On the reservations, the Indians were brutally treated by federal agents and contractors. The Santee could not hunt and they began to run low on food and the contractors refused to supply them with food until they received some kickbacks. The Indians were starving and many died, especially children. The federal agents and the contractors ignored the situation and left the Indians to starve and die.

The Santee Sioux were desperate and they choose war rather than a slow and lingering death by starvation. The broke out of their reservation and they attacked local white settlements and killed the men and kidnapped the women and held them as hostages. The Americans sent a unit of the army to the area to suppress the rebellion but they were defeated at the Battle of Birch Coulee. The Federal government decided to withdraw some units from the war with the south and sent them to Minnesota.  At the Battle of Wood Lake, the army led by General Henry Sibley defeated the Indians and recovered many of their hostages.

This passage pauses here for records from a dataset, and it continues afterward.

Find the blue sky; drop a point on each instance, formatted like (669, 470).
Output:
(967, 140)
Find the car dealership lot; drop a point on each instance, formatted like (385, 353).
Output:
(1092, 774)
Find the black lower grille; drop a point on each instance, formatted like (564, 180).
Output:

The majority of the Indians surrendered. Many of the warriors were put on trial. At the trial, there was no attempt to explain why the Indians had revolted and what led them to massacre white settlers. The mood among the white settlers was ugly and they wanted revenge. President Lincoln a trained lawyer was more objective and he took a longer-term view of the situation. This convinced him that he should commute the majority of the Indians. The Minnesota Uprising took place during a difficult phase of the American Civil War and it came at one of Lincoln’s most difficult periods in office and yet still he could act in a magnanimous fashion.

The Santee Sioux Indians were later relocated to a reservation in Nebraska.